You need to see the file content, not just metadata
The Activity explorer only shows metadata — file name, path, size, and action. It does not display the file content. To view the actual file, click the Open in Microsoft 365 link in the activity details pane. This opens the file in its native location in OneDrive, provided you have read access to the user’s OneDrive. If you do not have access, request a content review from the user’s manager or from a SharePoint administrator with the necessary permissions.
Activity Explorer vs Audit Log for OneDrive File Checks
| Item | Activity Explorer | Audit Log (Unified Audit Log) |
|---|---|---|
| Access method | Inside an insider risk alert or via the insider risk management dashboard | Audit tab in the compliance portal or via Search-UnifiedAuditLog PowerShell cmdlet |
| Data retention | Up to 30 days for the current alert context | Up to 90 days for Microsoft 365 E5, 180 days with E5 Compliance add-on |
| Filtering by workload | Built-in Workload filter for OneDrive, SharePoint, Teams, Exchange | Must filter by Workload parameter or search by user and date range |
| User interface | Optimized for incident investigation with timeline and activity grouping | Flat list of events; requires manual sorting |
| File content access | Open in Microsoft 365 link if the investigator has permissions | No direct link; must search for the file URL manually |
After you review the OneDrive files in the alert, you can assign a status to the alert — such as Dismissed, Confirmed, or Needs Investigation — from the alert details pane. If you confirm the activity is malicious, you can escalate the case to a formal investigation by clicking Create case.
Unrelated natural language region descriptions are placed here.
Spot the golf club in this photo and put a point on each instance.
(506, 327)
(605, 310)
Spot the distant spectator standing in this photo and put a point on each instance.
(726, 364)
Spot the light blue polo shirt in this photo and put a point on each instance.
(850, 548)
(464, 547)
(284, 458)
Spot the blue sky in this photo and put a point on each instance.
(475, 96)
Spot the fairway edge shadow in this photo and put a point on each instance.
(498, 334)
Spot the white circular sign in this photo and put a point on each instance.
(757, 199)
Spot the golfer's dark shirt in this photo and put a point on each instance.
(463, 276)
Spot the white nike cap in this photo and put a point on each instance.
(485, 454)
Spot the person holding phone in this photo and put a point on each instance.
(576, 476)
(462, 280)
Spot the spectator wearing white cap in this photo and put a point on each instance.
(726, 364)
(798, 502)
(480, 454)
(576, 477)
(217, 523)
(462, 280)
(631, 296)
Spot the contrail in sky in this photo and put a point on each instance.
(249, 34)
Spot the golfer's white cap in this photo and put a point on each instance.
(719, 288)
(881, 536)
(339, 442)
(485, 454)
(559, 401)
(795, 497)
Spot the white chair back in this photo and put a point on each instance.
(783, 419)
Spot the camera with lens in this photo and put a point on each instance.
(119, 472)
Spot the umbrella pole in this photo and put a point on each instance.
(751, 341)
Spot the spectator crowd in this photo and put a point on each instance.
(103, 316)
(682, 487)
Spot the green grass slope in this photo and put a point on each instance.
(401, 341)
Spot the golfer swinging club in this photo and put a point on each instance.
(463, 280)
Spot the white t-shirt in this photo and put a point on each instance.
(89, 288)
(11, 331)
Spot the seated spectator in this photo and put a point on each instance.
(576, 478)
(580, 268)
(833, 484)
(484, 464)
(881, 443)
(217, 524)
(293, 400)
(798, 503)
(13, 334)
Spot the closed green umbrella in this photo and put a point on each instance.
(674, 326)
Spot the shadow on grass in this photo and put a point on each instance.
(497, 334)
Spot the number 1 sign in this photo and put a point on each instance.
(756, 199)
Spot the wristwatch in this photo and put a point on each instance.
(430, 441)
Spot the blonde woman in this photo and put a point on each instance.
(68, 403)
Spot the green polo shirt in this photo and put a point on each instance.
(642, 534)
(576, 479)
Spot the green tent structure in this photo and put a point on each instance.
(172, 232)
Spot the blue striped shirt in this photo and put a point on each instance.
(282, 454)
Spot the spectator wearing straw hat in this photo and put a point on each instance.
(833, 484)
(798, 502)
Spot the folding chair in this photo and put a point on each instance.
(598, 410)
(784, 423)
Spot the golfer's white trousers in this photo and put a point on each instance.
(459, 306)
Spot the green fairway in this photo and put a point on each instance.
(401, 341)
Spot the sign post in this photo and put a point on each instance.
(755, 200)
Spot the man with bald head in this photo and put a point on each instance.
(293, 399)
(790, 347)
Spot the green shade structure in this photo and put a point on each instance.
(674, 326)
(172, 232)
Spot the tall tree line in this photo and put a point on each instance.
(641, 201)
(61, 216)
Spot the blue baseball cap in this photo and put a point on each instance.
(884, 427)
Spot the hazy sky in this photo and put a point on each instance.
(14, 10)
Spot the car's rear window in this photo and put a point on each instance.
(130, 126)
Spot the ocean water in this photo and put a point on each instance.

From there, you can add notes, assign reviewers, and track remediation steps.
For ongoing monitoring, consider creating a custom insider risk policy that focuses specifically on OneDrive file sharing with external domains. Use the Data leak policy template and set the threshold to trigger only on files shared from OneDrive. This reduces noise from SharePoint or Teams activities and lets you focus on the most common insider risk surface in OneDrive.
To further streamline your workflow, use the Ctrl + Shift + F keyboard shortcut in the Activity explorer to quickly search for a file name by keyword. This works in the browser-based interface and saves time when you are reviewing dozens of alerts in a single session.